Hugh Pearman: Silence is a gold mine

Constant noise pollution is the curse of the modern world, according to Hugh Pearman, and the person who designs a way of suppressing it will be his hero

The things people design become evermore intangible. Who’d have thought, a few years back, that the design of images on screens would become a key part of every graphic designer’s portfolio, and a massive new cottage industry? Now think ahead a bit. Websites have become a staple of the business: what’s the next area to move into?

It won’t be a graphics thing. The first big design challenge of the 21st century, even more ephemeral than the Web, will have almost no visual presence. If it works, you may not even be aware that designers are involved. It is the creation of quietness.

The art and science of acoustics is only now emerging from its primitive phase – which is why there are so many acoustically awful concert halls around the world, all of which are now the subject of retrospective acoustic Band-Aid. The delivery of near-perfect sound to an auditorium – or the realisation that good sound is only one ingredient of a good concert hall – is now an established discipline. Not so its opposite: the suppression of noise.

Noise is the curse of the modern world: it always gets worse, and the measures to deal with it must necessarily always lag behind the nuisance. This has been the case in Britain since medieval times – complaints about noise in cities, particularly London, are as old as the metropolis itself. In Ancient Rome, an apparently common complaint was the noise of houses falling down, so badly were they built. More usually, the historic source of the problem has been noisy traders, or vehicles, or rowdy crowds.

What do I mean by noise always getting worse? It’s to do with the way it changes its quality. People can get used not only to a surprisingly high level of constant background noise, but also to sudden bursts of noise, so long as they are regular and familiar, as you get if you live by a railway line, or under the flightpath to an airport. But if the character of the noise changes, or if it happens more often, or at different times, you suddenly notice it again, then you complain. As they do near Heathrow.

Visit Norman Foster’s office and you’ll see white, rectangular panels hanging near the ceiling of the drawing-office. These are anti-noise devices. They generate acoustic waves which counteract the general hubbub. Allegedly. As no-one has ever turned them off while I’ve been I can’t tell the difference. But if they work, plenty of fashionable restaurants and bars could use the technology.
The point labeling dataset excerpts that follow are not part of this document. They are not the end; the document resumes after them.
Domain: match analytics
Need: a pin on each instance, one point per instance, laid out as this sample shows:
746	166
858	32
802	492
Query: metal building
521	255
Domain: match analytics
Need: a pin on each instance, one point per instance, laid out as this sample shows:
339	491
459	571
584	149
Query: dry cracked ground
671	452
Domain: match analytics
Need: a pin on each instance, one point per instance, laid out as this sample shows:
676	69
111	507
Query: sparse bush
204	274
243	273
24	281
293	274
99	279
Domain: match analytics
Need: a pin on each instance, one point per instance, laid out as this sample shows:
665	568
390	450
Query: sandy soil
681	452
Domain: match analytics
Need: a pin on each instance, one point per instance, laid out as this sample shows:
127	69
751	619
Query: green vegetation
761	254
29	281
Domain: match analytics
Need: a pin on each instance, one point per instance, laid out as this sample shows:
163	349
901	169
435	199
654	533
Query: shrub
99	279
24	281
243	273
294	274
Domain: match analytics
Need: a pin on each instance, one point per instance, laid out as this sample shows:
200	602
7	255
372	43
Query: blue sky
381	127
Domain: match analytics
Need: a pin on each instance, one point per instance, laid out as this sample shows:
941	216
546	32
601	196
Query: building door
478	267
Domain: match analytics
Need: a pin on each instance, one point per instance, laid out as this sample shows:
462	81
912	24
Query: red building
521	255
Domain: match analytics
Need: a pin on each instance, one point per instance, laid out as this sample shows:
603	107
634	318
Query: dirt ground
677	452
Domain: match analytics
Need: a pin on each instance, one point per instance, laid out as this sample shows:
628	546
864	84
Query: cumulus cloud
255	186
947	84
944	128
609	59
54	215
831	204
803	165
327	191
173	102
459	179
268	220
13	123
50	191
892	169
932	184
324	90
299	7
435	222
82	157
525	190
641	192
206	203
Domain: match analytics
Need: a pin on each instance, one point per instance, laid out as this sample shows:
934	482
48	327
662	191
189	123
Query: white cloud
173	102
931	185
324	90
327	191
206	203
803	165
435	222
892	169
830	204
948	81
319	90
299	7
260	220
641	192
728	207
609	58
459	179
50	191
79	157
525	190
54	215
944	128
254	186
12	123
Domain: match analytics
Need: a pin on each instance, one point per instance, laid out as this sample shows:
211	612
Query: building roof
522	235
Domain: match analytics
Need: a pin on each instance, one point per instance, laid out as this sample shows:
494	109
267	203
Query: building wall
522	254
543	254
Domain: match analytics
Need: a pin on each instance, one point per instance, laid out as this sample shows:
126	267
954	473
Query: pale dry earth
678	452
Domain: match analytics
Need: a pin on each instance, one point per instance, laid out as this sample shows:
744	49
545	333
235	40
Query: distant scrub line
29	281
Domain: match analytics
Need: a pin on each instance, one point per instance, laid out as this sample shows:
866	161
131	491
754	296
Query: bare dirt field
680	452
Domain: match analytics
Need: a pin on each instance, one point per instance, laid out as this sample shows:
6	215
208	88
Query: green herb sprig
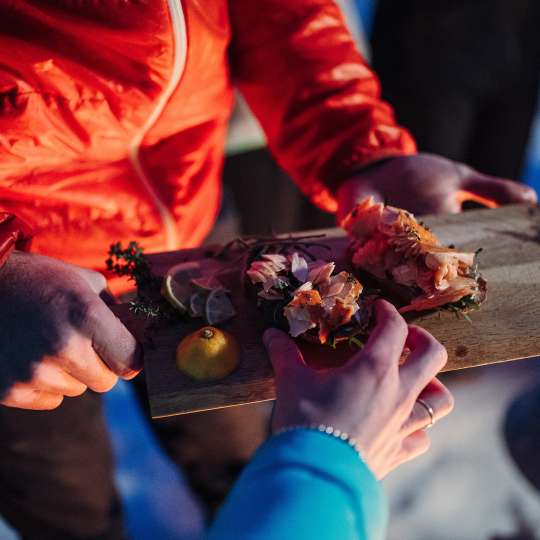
133	263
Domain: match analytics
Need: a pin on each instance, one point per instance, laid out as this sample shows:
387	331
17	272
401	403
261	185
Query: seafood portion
390	244
316	303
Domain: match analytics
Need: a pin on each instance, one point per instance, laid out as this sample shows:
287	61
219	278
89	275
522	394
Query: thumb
497	189
112	341
283	352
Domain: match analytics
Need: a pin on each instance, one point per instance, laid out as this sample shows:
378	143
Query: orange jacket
113	114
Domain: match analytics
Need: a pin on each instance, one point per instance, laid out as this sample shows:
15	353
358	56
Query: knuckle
82	313
50	403
449	403
437	353
105	384
75	391
100	280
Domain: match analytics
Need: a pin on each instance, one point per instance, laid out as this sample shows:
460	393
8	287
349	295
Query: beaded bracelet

Maybe then you could hear what the person next to you is saying.

This same technology is talked about in car design, but it is certainly not yet widespread. It is possible to incorporate it into the vehicle to counteract the wearying effects of road and engine noise. No doubt aeroplane manufacturers are also studying the technology, though they don’t yet seem to apply it. Which is why the Bose Corporation, famous for its clever miniaturised music systems, now markets anti-noise headsets with planes in mind. They look like ordinary headphones, but they do the opposite: they cancel out the surround-sound. They create quietness for you.

This kind of thinking will become very important. Most UK housing wasn’t designed to withstand the aural impact of today’s sound systems. No more are cars designed to contain the noise produced by their in-car systems. One study found that a single car with a faulty exhaust silencer, travelling six miles through London at night, is all it takes to wake up many thousands of people. The same applies to thudding bass-notes from boom-box cars.

As for background noise, the main offender, apart from traffic, is office equipment. Inside the office, all the various gadgets combine to produce a constant background hum. Outside, cheap air conditioning plant broadcasts noise over a wide area. Canary Wharf is notorious for this. But even in most homes, there is now so much electrical equipment on permanent standby that noise is generated constantly.

There is the design challenge: to create environments where unwelcome noise is cancelled out. Obviously legislation can help a bit to suppress noise at source, but you suspect not much. Nor can the whole developed world be fitted with Norman Foster anti-noise panels. Somehow, someone has to develop a way for each of us to move around in a personal zone of relative peace – but not isolation. We won’t all be walking around wearing headphones. Whoever develops the technology, designs a virtually invisible personal platform for it, and markets it, will be one very rich hero.